Quando, dopo tot anni – anche allora c’era mobilità dei preti – ci veniva assegnata un’altra comunità, in punta di piedi si andava a vedere il nuovo posto di lavoro: quel pezzettino di regno di Dio, assegnatoci per volere di superiori che non sempre sceglievano secondo la saggezza divina.
Anche ai miei tempi non ho mai sopportato l’esibizionismo, che allora si manifestava in modi diversi: oggi basta poco per andare sui giornali.
Come si fa a stare zitti dopo aver letto l’intervista rilasciata da don Alberto Ravagnani al giornalista del Corriere e al giornalista della Repubblica? Due interviste da integrare.
“Andrò”, “farò”, “questo è il mio programma”, “ho già un progetto”, “c’è già una struttura che porterò con me”, e così via. Tutto pre-confezionato, in una valigetta già pronta, ritardando casomai il trasloco per fare più scena.
Anzitutto, da fare dovrebbe essere un serio esame di coscienza: la parrocchia che lascio che cosa mi insegna? c’è qualcosa di cui dovrei rimproverarmi? non è forse quel non essere stato sempre fedele al mio posto di lavoro? Sempre o quasi sempre assente dalla comunità perché richiesto da impegni altrove, a causa della mia notorietà, ciò non ha determinato un certo distacco da quella che doveva essere la mia gente da servire senza avere la testa… altrove?
Più diventi famoso, più sei richiesto, e più evadi dal tuo dovere locale. E così hai tradito la tua gente, rimasta delusa…

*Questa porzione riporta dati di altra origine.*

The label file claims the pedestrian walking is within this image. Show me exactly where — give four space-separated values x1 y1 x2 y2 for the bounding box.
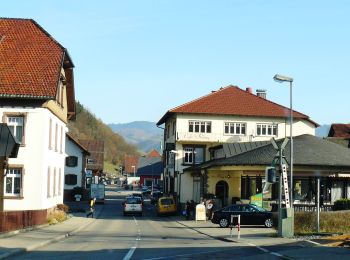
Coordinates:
207 199 214 220
86 198 96 218
185 200 191 220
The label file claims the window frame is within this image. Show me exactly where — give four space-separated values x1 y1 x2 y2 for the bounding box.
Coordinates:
65 155 79 167
224 121 247 136
2 112 27 146
182 145 206 165
188 120 212 134
256 123 278 136
3 165 24 198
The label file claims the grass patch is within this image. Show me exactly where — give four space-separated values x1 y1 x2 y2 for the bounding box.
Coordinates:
294 210 350 234
47 209 68 225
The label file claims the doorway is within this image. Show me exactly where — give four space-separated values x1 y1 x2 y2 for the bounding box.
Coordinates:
215 181 228 207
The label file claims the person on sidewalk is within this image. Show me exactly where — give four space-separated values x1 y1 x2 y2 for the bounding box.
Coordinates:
185 200 191 220
86 198 96 218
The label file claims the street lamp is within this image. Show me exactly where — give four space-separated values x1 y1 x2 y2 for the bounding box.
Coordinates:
131 165 136 177
273 74 293 208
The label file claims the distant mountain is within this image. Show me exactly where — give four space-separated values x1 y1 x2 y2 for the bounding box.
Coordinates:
108 121 163 153
316 125 331 137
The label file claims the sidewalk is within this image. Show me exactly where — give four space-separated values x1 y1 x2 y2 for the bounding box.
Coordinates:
0 205 102 259
173 217 350 260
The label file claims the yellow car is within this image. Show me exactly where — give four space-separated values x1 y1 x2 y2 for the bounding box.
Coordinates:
157 197 176 216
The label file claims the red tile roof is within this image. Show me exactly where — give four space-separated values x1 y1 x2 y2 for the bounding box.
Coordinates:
147 149 160 157
157 86 318 126
0 18 74 100
328 124 350 138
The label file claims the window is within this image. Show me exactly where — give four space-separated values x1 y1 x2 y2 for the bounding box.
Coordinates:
188 121 211 133
58 168 62 195
7 116 24 143
225 122 246 135
5 169 22 196
47 167 51 198
55 123 58 152
173 121 176 135
53 167 57 197
60 126 63 153
183 147 205 164
64 174 78 185
256 124 277 136
49 118 52 150
66 156 78 167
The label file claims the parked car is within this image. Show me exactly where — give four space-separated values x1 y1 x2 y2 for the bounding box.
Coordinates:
150 190 163 204
123 196 143 216
156 197 176 216
211 204 273 228
132 192 144 202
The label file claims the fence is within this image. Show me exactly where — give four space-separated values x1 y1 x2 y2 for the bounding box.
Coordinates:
0 209 47 233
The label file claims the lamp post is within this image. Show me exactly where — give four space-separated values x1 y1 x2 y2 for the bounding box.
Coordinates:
273 74 293 208
131 165 136 177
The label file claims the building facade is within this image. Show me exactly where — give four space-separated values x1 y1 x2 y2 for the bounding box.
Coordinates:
157 86 318 203
0 18 75 220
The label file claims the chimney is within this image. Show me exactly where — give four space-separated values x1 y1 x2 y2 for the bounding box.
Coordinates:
256 89 266 99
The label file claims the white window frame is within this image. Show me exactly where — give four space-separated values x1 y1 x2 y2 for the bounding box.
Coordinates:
256 123 278 136
4 167 23 197
6 115 24 144
224 122 247 136
188 120 211 133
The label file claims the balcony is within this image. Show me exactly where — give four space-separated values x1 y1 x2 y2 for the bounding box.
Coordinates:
176 132 255 143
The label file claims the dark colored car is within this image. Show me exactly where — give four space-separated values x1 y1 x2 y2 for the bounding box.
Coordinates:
211 204 273 228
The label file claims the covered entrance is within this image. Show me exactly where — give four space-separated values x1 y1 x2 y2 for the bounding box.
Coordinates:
215 181 229 207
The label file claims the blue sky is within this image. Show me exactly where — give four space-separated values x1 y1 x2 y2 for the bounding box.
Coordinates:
0 0 350 124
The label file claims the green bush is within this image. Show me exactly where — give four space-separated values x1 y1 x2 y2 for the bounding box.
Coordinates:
294 211 350 234
333 199 350 211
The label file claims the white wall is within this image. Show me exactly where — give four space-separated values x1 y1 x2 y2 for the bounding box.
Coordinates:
0 107 67 210
64 137 84 190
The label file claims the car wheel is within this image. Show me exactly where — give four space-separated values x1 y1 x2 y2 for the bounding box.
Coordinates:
219 218 229 227
264 218 273 228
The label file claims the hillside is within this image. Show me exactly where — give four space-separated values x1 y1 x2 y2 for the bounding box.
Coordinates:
109 121 163 153
68 102 138 171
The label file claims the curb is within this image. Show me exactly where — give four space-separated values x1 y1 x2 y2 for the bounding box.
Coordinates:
0 208 103 259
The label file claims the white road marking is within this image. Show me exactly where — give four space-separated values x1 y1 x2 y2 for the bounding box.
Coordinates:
123 217 141 260
123 246 136 260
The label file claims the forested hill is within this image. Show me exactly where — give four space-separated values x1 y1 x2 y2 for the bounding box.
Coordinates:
68 102 138 168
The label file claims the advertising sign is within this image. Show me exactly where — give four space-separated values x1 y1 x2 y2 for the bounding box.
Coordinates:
250 193 262 207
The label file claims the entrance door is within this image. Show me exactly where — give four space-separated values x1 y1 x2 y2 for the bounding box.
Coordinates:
215 181 228 207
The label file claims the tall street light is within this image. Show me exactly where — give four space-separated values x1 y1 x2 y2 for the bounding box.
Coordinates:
273 74 293 208
131 165 136 177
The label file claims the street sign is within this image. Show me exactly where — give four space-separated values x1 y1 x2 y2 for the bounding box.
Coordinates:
281 164 290 208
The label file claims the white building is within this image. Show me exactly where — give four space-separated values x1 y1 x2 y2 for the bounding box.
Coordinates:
0 18 75 218
157 86 318 203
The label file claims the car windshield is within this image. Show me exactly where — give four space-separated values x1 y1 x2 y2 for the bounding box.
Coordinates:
252 205 267 212
126 197 141 204
161 199 174 205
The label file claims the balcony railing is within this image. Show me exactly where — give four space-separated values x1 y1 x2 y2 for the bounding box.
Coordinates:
176 132 256 143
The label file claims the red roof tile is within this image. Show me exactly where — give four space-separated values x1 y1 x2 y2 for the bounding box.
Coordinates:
0 18 74 98
328 124 350 138
157 86 318 126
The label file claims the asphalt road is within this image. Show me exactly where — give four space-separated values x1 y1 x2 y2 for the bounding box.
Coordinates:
6 186 296 259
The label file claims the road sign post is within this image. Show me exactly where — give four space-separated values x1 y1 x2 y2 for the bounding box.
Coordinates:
271 138 294 237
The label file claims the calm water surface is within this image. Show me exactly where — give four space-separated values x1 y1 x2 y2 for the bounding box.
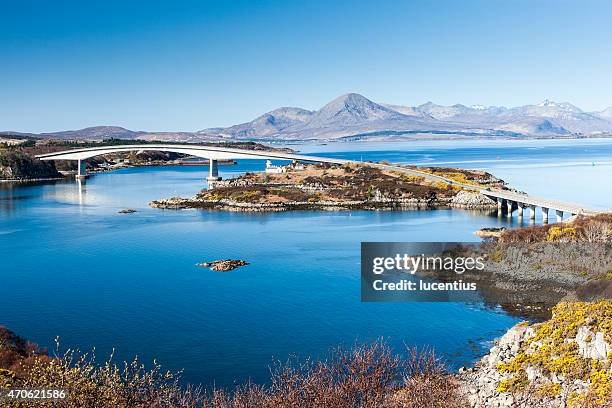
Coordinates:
0 141 612 386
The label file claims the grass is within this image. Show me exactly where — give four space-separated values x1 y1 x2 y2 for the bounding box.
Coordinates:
0 327 465 408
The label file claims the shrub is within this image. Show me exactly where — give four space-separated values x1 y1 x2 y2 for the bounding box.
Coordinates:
0 330 464 408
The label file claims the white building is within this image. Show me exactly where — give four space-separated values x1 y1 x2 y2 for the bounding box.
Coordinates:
266 160 285 173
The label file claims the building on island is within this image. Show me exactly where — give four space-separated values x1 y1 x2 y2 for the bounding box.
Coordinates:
266 160 304 174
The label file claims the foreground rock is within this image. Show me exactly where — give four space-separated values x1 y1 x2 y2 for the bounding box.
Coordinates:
197 259 249 272
459 300 612 408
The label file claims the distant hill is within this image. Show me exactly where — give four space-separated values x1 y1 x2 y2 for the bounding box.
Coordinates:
8 93 612 142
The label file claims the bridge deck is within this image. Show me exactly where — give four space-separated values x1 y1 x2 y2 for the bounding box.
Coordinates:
36 144 600 214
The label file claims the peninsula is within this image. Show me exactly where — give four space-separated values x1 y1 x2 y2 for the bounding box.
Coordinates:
150 163 505 212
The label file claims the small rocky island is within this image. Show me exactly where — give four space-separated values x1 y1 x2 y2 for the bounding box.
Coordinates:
150 163 504 212
197 259 249 272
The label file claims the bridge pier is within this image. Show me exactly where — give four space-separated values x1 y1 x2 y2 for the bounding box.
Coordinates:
529 205 535 220
542 207 548 224
76 159 87 178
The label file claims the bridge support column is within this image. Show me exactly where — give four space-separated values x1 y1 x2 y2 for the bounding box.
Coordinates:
497 197 504 216
206 159 221 188
76 159 87 178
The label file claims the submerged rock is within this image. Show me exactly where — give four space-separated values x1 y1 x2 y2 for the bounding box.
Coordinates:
196 259 249 272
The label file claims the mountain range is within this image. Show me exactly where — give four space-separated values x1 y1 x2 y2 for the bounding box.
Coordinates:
0 93 612 142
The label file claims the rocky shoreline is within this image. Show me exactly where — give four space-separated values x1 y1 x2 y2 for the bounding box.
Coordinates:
149 191 497 212
458 300 612 408
196 259 249 272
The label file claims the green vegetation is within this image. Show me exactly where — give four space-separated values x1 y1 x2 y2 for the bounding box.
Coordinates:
497 300 612 407
0 327 465 408
0 149 62 180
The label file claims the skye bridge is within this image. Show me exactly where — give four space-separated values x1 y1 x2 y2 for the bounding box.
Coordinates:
36 144 598 223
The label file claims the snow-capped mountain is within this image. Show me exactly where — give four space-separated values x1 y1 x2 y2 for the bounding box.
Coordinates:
196 93 612 140
13 93 612 142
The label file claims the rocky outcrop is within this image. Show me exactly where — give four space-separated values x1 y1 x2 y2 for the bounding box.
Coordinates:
0 150 63 180
197 259 249 272
451 191 497 210
459 300 612 408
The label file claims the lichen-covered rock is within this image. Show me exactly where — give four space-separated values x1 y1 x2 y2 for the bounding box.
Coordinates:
451 190 497 209
459 300 612 408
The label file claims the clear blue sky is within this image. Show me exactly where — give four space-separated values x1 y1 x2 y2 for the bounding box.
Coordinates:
0 0 612 132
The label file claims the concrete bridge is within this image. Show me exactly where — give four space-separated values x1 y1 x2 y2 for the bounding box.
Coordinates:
36 144 350 181
36 144 598 223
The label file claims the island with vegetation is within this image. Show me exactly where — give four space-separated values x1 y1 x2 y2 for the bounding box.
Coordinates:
150 163 504 212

Se tu adesso vai nel nuovo posto di lavoro con lo stesso spirito di evasione (è sempre evasione, quando si è fuori dalla propria parrocchia per motivi che vanno oltre il tuo amore per la tua gente), allora fèrmati, sei ancora in tempo, e pòniti la domanda: non sarebbe il caso di fare altro che il prete di parrocchia? Perché prendere in giro una comunità che non desidera altro che un prete che voglia bene alla sua gente?
Non vorrei tornare sulle tue doti di comunicatore mediatico, che sempre più contesto a fondo, sia per quel discutibile primato che vorresti dare a questi mezzi mediatici quando è in ballo il Vangelo di Cristo, sia per quel tuo gesticolare da paranoico che ritengo inadeguato alla parola di Dio, che ha le sue vie, i suoi modi, la sua riservatezza, il suo decoro, la sua nobiltà, per farsi voce interiore dello Spirito.

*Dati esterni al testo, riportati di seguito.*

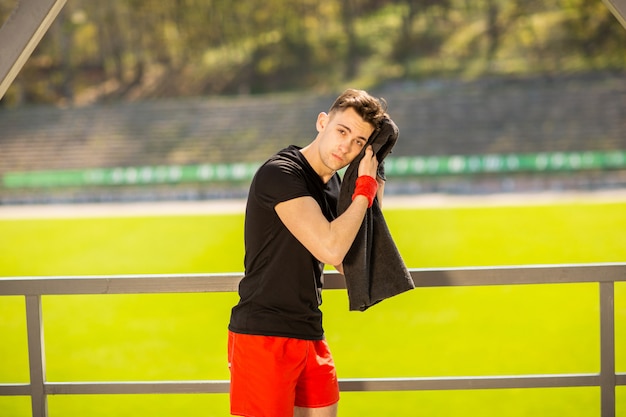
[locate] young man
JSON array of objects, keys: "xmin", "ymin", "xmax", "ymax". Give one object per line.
[{"xmin": 228, "ymin": 90, "xmax": 385, "ymax": 417}]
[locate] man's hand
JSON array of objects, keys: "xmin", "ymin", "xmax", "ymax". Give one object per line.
[{"xmin": 359, "ymin": 145, "xmax": 378, "ymax": 178}]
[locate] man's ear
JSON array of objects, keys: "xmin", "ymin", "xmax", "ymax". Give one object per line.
[{"xmin": 315, "ymin": 112, "xmax": 328, "ymax": 132}]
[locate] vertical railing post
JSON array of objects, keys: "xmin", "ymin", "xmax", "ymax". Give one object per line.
[
  {"xmin": 600, "ymin": 282, "xmax": 616, "ymax": 417},
  {"xmin": 26, "ymin": 295, "xmax": 48, "ymax": 417}
]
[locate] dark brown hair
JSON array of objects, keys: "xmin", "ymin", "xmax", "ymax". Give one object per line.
[{"xmin": 328, "ymin": 88, "xmax": 387, "ymax": 129}]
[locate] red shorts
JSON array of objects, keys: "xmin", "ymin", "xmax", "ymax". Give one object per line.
[{"xmin": 228, "ymin": 331, "xmax": 339, "ymax": 417}]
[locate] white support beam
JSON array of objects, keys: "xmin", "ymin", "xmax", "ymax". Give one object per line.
[
  {"xmin": 0, "ymin": 0, "xmax": 67, "ymax": 99},
  {"xmin": 602, "ymin": 0, "xmax": 626, "ymax": 28}
]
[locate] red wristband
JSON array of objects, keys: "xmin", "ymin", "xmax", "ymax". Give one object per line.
[{"xmin": 352, "ymin": 175, "xmax": 378, "ymax": 208}]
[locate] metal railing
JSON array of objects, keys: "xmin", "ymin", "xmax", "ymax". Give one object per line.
[{"xmin": 0, "ymin": 263, "xmax": 626, "ymax": 417}]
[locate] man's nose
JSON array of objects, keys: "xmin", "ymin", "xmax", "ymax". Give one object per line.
[{"xmin": 339, "ymin": 138, "xmax": 352, "ymax": 153}]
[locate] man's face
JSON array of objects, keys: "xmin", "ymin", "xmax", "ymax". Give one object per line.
[{"xmin": 317, "ymin": 108, "xmax": 374, "ymax": 171}]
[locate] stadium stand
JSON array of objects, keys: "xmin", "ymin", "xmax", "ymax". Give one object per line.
[{"xmin": 0, "ymin": 73, "xmax": 626, "ymax": 203}]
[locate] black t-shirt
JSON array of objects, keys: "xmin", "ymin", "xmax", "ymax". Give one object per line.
[{"xmin": 228, "ymin": 145, "xmax": 340, "ymax": 340}]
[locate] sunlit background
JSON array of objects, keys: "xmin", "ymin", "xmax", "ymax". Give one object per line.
[{"xmin": 0, "ymin": 0, "xmax": 626, "ymax": 417}]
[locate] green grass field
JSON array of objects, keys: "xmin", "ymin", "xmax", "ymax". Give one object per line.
[{"xmin": 0, "ymin": 197, "xmax": 626, "ymax": 417}]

Vedi, tu fai tanti versi, gesticolando talora come un demente, ma comunichi il nulla o meglio un pane già raffermo. Sei di una scontatezza allucinante! Il tuo comunicare non tocca il cuore del Vangelo, che è ben altro che carnalità di parola senza quel scendere in fondo al Pozzo divino. Sei di una banalità sconcertante! Più fai versi, più sradichi la Parola dalla sua Sorgente divina. Rimani fuori del Pozzo, e lasci fuori del Pozzo quanti invece vorrebbero dissetarsi, come la donna di Samaria, al mondo del Divino.
Carlo Maria Martini aveva poco di quell’oratoria che anche allora sembrava indispensabile per uno che governava la Chiesa, soprattutto nel ruolo di cardinale di Milano. E con Martini il Duomo si riempiva di migliaia di giovani che accorrevano a sentirlo: parlava con voce quasi piatta, sommessa, ma autorevole e incisiva, ed entrava nel cuore dei giovani, che tornavano a casa carichi di qualcosa, dentro.

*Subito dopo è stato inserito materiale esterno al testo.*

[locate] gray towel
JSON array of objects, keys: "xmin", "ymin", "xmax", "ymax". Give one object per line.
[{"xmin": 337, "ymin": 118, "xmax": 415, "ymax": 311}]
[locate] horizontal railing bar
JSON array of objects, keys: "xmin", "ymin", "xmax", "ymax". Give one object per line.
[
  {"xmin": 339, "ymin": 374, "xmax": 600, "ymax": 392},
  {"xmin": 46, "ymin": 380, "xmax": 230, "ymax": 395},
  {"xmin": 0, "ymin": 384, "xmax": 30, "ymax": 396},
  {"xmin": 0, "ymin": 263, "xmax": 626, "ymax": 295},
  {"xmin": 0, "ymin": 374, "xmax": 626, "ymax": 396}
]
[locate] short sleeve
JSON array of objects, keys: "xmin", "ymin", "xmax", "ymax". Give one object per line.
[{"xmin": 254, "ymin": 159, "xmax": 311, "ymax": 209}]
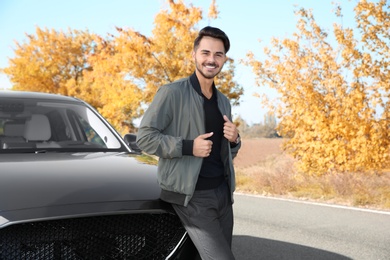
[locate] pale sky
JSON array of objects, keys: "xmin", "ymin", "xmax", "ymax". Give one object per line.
[{"xmin": 0, "ymin": 0, "xmax": 358, "ymax": 124}]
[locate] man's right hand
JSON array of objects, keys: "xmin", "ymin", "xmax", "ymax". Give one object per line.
[{"xmin": 193, "ymin": 132, "xmax": 214, "ymax": 157}]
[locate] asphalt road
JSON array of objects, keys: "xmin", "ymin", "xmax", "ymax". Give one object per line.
[{"xmin": 233, "ymin": 194, "xmax": 390, "ymax": 260}]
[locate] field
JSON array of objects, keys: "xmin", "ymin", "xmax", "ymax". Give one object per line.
[{"xmin": 234, "ymin": 138, "xmax": 390, "ymax": 210}]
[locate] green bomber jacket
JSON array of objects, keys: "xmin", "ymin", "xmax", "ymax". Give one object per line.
[{"xmin": 136, "ymin": 73, "xmax": 241, "ymax": 206}]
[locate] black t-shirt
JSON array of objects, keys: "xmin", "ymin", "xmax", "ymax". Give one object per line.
[{"xmin": 196, "ymin": 89, "xmax": 224, "ymax": 190}]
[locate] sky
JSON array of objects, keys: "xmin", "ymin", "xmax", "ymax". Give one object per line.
[{"xmin": 0, "ymin": 0, "xmax": 358, "ymax": 125}]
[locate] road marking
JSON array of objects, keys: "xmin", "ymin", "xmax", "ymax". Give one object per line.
[{"xmin": 234, "ymin": 192, "xmax": 390, "ymax": 215}]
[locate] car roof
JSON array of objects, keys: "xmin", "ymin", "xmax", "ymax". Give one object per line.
[{"xmin": 0, "ymin": 90, "xmax": 84, "ymax": 103}]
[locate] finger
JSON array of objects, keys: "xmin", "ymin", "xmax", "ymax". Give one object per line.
[{"xmin": 198, "ymin": 132, "xmax": 214, "ymax": 139}]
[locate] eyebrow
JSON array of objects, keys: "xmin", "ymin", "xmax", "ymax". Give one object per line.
[{"xmin": 201, "ymin": 50, "xmax": 225, "ymax": 55}]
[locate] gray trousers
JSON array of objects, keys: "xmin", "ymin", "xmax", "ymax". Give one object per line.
[{"xmin": 172, "ymin": 182, "xmax": 234, "ymax": 260}]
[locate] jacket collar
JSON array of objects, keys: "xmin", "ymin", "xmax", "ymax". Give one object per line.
[{"xmin": 190, "ymin": 72, "xmax": 217, "ymax": 98}]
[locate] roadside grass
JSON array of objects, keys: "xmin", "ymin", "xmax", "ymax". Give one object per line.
[{"xmin": 236, "ymin": 154, "xmax": 390, "ymax": 210}]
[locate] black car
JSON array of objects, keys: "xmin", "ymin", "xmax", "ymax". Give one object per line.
[{"xmin": 0, "ymin": 91, "xmax": 197, "ymax": 260}]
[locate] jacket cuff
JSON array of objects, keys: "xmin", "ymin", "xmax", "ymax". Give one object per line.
[{"xmin": 182, "ymin": 140, "xmax": 194, "ymax": 155}]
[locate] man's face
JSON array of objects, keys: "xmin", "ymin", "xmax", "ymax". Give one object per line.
[{"xmin": 192, "ymin": 36, "xmax": 226, "ymax": 79}]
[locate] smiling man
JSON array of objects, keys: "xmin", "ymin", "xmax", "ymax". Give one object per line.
[{"xmin": 137, "ymin": 26, "xmax": 241, "ymax": 260}]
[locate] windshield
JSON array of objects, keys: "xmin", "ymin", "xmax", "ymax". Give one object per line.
[{"xmin": 0, "ymin": 99, "xmax": 123, "ymax": 153}]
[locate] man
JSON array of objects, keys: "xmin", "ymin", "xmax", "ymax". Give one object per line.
[{"xmin": 137, "ymin": 26, "xmax": 241, "ymax": 260}]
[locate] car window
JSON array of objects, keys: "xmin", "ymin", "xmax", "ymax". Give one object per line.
[{"xmin": 0, "ymin": 99, "xmax": 123, "ymax": 152}]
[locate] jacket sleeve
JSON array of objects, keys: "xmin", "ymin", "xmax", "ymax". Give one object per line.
[
  {"xmin": 230, "ymin": 142, "xmax": 241, "ymax": 159},
  {"xmin": 137, "ymin": 86, "xmax": 183, "ymax": 159}
]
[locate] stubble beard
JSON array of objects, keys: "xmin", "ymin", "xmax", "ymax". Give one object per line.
[{"xmin": 195, "ymin": 61, "xmax": 222, "ymax": 79}]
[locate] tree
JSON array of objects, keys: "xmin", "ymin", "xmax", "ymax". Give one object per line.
[
  {"xmin": 2, "ymin": 27, "xmax": 94, "ymax": 95},
  {"xmin": 247, "ymin": 0, "xmax": 390, "ymax": 175},
  {"xmin": 4, "ymin": 0, "xmax": 243, "ymax": 133}
]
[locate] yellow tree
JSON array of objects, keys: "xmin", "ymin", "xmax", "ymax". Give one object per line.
[
  {"xmin": 79, "ymin": 0, "xmax": 243, "ymax": 132},
  {"xmin": 2, "ymin": 27, "xmax": 93, "ymax": 95},
  {"xmin": 3, "ymin": 0, "xmax": 243, "ymax": 133},
  {"xmin": 247, "ymin": 0, "xmax": 390, "ymax": 175}
]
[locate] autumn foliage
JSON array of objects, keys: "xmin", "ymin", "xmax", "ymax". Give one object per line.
[
  {"xmin": 3, "ymin": 0, "xmax": 243, "ymax": 133},
  {"xmin": 248, "ymin": 0, "xmax": 390, "ymax": 175}
]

Ma tu, don Alberto, che cosa vuoi ottenere? Facendo il pagliaccio, vorresti catturare l’intelletto dei giovani? Certo, catturerai qualcosa o qualcuno ma solo nella loro esteriorità, nella loro pelle, per poi perderli di nuovo… E non dirmi che il Vangelo non è qualcosa di intellettuale! Chiariamo: che cosa s’intende per intelletto? Cristo non ha forse detto: “Metanoèite!”, ovvero cambiate il vostro modo di pensare? Ovvero, avete l’intelletto spento o deviato, lo avete sostituito con la mente che mente, e allora, se non vi riprendete l’intelletto puro, avrete sempre in testa idee strampalate e anche il vostro modo di vivere sarà strampalato.
Che cosa pretendi di fare: di catturare i giovani cambiando il loro modo di pensare e di agire, con strumenti mediatici che comunicano un vuoto d’essere? Lo puoi anche fare, avrai qualche risultato anche immediato, ma durerà poco, se non avrai almeno tentato di proporre l’invito di Cristo: Cambiate mentalità, “Metanoèite”.
E poi, lo sai, non sei del tutto un idiota: sai quanto sia importante il lavoro di prevenzione. Mi fa riflettere, quando sento parlare di giovani “fuori controllo”, di “maranza” (parola per me ostrogota!) da riportare sulla giusta strada. Bisogna avere il coraggio di fare una scelta tra il ricupero e la prevenzione; e, se devo dirla tutta, il prete diocesano, più che sul ricupero, opera di preti più specializzati, deve scommettere sulla prevenzione, e il campo educativo preventivo è proprio l’oratorio, che richiede l’impegno a tempo pieno di un prete possibilmente giovane, che mangia polvere coi suoi ragazzi, come facevamo noi preti di una volta, che avevamo una sola cosa: un attaccamento quasi “morboso” al proprio dovere di prete di oratorio.
L’argomento richiederebbe più tempo. Ma che rimanga almeno l’idea che per rincorrere i “maranza” dando loro qualche biscottino cattolico, magari anch’esso drogante, non si debba trascurare quel valore comunitario, che è l’ambiente sempre da privilegiare a ogni altro hobby evasivo del prete, a cui torna comodo prendersi qualche momentanea soddisfazione, evadendo però dal suo dovere di radicale impegno per la propria comunità.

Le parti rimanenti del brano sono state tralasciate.